MURPHY, North Carolina (CNN) -- Federal agents found a book on building bombs in a storage unit rented by Eric Rudolph, the suspect in the Birmingham, Alabama, women's clinic bombing who continues to elude authorities, CNN has learned.

In addition, new details are emerging about Rudolph's life: CNN has learned he had a connection with a movement that has been called "a racist religion of white supremacy."

Rudolph is a suspect in the January 29 bombing of the New Woman All Women Health Care Clinic, where abortions are performed. The bombing killed an off-duty police officer and critically wounded a nurse.

Federal agents found a book titled "How to Build Bombs of Mass Destruction" in a storage unit rented by Rudolph near Murphy, according to a source familiar with the search.

boyhood home
Rudolph's boyhood home in Nantahala, North Carolina

Agents spent four days in early February searching the storage unit, and hauled away several truckloads of Rudolph's belongings, including books.
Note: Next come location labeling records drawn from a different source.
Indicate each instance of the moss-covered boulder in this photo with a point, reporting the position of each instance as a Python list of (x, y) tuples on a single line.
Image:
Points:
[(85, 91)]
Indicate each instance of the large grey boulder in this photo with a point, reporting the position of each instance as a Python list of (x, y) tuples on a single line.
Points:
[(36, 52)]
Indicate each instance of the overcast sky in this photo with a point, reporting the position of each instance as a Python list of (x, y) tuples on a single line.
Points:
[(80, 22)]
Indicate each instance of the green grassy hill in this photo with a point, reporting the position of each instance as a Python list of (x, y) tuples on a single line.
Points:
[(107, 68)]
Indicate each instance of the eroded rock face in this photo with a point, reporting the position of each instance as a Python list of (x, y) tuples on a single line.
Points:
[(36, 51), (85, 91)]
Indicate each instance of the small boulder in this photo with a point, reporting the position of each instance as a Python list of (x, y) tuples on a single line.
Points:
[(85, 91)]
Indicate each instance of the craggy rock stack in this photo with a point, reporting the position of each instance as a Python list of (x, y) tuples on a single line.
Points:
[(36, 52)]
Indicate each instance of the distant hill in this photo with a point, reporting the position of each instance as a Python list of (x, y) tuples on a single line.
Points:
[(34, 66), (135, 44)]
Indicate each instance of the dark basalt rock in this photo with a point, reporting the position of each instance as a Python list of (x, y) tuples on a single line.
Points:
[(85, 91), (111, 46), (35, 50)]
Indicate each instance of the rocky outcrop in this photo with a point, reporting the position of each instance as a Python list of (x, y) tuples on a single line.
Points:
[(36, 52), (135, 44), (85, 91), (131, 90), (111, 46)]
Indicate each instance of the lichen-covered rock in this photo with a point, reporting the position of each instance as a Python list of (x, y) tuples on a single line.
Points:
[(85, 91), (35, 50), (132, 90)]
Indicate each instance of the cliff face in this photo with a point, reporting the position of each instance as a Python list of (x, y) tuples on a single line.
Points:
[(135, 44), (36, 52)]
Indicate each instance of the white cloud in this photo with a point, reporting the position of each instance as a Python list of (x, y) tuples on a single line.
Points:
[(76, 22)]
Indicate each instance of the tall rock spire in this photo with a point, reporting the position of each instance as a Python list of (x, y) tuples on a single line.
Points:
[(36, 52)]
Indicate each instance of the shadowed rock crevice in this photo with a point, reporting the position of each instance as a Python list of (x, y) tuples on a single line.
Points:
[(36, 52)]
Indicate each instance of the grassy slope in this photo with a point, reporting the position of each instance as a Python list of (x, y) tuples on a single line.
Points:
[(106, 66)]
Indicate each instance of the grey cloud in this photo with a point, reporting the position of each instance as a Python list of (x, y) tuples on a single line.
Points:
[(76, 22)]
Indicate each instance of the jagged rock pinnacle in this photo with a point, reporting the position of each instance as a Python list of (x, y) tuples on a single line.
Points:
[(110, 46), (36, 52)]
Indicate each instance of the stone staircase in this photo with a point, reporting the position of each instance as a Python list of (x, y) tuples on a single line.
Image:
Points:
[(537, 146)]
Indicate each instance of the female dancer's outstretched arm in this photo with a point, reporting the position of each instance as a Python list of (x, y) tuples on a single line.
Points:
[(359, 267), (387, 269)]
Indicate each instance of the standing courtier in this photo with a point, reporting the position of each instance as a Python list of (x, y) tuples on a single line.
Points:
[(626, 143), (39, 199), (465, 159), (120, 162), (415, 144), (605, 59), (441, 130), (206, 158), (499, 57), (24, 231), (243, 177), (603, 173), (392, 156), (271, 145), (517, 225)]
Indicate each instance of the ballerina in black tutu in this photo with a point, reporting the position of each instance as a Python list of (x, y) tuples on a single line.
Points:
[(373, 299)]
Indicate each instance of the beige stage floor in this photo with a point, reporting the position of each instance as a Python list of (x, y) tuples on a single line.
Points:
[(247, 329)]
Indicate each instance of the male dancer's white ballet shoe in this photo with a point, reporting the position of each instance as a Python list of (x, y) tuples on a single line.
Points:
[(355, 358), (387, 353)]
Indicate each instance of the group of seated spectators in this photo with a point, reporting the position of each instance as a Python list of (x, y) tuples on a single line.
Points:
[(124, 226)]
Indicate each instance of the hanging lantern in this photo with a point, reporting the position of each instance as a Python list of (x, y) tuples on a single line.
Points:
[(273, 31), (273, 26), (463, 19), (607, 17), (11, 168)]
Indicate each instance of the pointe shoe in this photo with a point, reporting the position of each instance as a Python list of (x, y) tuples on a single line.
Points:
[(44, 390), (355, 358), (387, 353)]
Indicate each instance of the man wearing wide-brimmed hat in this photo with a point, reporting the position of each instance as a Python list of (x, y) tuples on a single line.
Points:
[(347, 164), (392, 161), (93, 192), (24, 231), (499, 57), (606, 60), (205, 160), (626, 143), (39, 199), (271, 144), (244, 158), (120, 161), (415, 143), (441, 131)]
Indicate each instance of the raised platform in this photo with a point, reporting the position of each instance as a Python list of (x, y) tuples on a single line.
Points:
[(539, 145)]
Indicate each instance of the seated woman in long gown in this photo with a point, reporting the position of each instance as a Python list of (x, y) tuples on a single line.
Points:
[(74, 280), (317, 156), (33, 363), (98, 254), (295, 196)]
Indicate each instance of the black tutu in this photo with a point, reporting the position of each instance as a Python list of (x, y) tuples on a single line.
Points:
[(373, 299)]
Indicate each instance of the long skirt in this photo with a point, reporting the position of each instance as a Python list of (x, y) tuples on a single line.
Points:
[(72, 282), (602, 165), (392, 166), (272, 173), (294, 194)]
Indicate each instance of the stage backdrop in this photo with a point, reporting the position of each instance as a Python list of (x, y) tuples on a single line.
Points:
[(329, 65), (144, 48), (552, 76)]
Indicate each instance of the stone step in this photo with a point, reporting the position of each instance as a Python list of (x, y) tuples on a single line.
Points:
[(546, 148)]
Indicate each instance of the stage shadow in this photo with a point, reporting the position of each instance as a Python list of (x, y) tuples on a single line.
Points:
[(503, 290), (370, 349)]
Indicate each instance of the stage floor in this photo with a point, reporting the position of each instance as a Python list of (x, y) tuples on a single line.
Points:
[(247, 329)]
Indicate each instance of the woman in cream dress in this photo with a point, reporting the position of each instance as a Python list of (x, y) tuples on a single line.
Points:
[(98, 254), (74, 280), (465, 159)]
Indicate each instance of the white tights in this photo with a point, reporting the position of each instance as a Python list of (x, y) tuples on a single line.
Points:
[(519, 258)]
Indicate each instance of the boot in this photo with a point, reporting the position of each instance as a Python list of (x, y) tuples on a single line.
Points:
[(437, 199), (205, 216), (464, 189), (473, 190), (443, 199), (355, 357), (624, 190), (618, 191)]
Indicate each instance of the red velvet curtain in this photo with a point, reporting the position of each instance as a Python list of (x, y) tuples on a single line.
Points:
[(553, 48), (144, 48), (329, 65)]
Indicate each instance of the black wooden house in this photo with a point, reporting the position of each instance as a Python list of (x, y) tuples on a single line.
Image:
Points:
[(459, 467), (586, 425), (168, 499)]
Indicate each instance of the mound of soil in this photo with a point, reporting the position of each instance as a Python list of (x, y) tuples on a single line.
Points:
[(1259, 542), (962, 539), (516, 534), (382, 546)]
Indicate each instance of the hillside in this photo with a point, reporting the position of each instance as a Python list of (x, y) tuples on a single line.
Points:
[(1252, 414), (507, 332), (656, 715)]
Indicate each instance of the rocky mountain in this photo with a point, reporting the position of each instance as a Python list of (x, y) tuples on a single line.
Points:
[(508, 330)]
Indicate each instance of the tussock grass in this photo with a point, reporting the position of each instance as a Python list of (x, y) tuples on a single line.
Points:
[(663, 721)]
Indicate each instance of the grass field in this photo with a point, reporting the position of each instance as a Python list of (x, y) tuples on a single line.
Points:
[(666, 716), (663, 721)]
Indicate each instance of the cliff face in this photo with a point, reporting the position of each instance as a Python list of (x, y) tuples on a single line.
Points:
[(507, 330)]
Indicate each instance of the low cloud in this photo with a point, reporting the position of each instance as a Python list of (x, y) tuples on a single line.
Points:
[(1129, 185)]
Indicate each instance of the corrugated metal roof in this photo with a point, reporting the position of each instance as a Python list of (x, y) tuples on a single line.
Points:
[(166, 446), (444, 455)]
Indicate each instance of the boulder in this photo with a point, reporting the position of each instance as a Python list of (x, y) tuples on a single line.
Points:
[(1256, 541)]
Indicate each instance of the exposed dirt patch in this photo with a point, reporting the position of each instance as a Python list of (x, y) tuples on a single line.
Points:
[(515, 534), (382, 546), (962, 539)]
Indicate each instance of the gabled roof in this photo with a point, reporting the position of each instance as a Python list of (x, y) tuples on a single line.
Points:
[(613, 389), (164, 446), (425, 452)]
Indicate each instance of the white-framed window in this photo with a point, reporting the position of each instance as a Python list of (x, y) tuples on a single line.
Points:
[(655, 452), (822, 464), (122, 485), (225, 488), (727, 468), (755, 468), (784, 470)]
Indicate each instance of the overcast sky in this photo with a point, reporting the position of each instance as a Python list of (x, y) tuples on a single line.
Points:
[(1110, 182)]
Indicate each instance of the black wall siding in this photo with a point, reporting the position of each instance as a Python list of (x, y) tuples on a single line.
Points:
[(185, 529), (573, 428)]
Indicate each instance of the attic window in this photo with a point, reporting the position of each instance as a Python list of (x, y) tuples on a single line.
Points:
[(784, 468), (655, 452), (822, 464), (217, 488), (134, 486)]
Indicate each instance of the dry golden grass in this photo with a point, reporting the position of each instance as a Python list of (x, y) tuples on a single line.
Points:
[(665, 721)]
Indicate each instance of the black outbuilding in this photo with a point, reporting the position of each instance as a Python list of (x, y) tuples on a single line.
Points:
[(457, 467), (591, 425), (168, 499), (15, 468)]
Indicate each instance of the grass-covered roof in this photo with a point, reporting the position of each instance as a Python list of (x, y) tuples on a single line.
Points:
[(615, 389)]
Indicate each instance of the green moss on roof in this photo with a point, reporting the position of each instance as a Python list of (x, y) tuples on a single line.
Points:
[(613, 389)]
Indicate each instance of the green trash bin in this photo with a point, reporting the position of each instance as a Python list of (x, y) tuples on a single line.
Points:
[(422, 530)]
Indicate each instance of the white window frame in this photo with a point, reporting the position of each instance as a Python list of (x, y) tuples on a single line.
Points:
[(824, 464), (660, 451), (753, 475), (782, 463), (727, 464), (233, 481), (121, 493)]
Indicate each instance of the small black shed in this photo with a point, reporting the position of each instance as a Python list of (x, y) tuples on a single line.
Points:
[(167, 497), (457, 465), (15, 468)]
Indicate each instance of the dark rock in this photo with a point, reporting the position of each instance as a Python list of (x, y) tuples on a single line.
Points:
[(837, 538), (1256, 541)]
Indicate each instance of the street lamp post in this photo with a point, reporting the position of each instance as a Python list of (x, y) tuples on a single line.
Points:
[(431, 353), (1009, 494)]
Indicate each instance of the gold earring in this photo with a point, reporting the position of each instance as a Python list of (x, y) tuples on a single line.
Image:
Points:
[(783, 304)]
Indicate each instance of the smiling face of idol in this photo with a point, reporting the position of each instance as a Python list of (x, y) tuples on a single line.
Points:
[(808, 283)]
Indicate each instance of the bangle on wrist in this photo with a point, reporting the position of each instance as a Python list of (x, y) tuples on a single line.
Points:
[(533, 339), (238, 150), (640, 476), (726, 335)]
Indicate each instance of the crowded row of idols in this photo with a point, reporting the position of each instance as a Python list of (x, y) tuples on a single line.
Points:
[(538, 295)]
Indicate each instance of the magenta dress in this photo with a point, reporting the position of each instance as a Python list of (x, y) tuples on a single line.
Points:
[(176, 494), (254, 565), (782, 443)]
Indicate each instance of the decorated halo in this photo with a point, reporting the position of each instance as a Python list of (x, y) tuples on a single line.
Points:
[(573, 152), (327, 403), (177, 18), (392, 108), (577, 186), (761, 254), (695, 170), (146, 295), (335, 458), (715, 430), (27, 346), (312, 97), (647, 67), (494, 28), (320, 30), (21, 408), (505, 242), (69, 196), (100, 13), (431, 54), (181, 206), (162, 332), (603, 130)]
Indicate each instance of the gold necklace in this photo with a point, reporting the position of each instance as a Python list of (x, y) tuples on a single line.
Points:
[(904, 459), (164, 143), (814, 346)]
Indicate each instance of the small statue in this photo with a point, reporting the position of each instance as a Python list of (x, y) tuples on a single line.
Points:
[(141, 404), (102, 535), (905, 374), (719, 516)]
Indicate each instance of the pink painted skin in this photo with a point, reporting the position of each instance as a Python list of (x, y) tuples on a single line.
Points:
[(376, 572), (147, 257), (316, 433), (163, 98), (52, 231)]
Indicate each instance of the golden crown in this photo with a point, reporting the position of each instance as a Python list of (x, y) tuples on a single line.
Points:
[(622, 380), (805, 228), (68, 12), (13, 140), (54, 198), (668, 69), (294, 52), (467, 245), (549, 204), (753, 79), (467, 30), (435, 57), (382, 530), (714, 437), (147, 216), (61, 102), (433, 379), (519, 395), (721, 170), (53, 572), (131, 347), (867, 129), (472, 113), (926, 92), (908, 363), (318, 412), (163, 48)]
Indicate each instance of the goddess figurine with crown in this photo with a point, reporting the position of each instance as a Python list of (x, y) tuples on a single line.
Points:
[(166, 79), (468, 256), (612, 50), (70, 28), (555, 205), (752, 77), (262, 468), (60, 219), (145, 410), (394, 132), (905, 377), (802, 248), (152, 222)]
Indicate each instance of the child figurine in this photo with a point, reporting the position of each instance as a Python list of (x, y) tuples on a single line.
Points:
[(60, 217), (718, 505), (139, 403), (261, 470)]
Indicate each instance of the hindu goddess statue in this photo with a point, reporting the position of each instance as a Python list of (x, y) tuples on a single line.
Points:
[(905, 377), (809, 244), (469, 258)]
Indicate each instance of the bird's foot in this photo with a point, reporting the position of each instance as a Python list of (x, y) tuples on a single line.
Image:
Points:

Many of the volumes were religious, according to the source.

On Tuesday, CNN confirmed that nails found in the storage unit matched nails used as shrapnel in a bomb that exploded at a suburban Atlanta women's clinic in January 1997.

Authorities found Rudolph's passport among his belongings and believe he is still in the United States, a source said.

Links to Christian Identity movement

A 31-year-old carpenter, the suspect had a direct link with a religious group that Klanwatch and the Anti-Defamation League say is part of the Christian Identity movement, CNN has learned.

Brian Levin, of the Center on Hate and Extremism at Richard Stockton College, said Christian Identity is a racist religion of white supremacy.

Nails
Nails found in Rudolph's storage shed match the type used in one of the Atlanta bombings.

"Identity adherents tend to be vehemently anti-gay, anti-Semitic and opposed to abortion and interracial marriages," Levin said.

When Rudolph was 18, he moved with his mother and a brother to Schell, Missouri, where the family lived for about six months with members of the Church of Israel, the wife of the church's leader told CNN.

"Mr. Rudolph was here about 13 years ago. He was a teen-ager. We have not seen him since," said Mrs. Dan Gayman, whose husband founded the church in 1973.

Gayman said she and her husband "didn't know them before they came."

"We helped them out. She was a widow lady. She stayed here until they got on their feet," she said.

ATF: Sitting in the woods Rudolph's 'cup of tea'

Dozens of federal agents have spent almost four weeks searching the mountains around Murphy, where Rudolph spent most of his life. They suspect he could be hiding in the heavily wooded area.

"That seems to be his cup of tea, sitting in the woods," said Brian Lett, a spokesman for the Bureau of Alcohol, Tobacco and Firearms.

Law enforcement interviews with people who knew Rudolph revealed that he dislikes big cities and prefers sleeping in a car rather than checking into a motel. Investigators said Rudolph also is known to usually carry a pistol.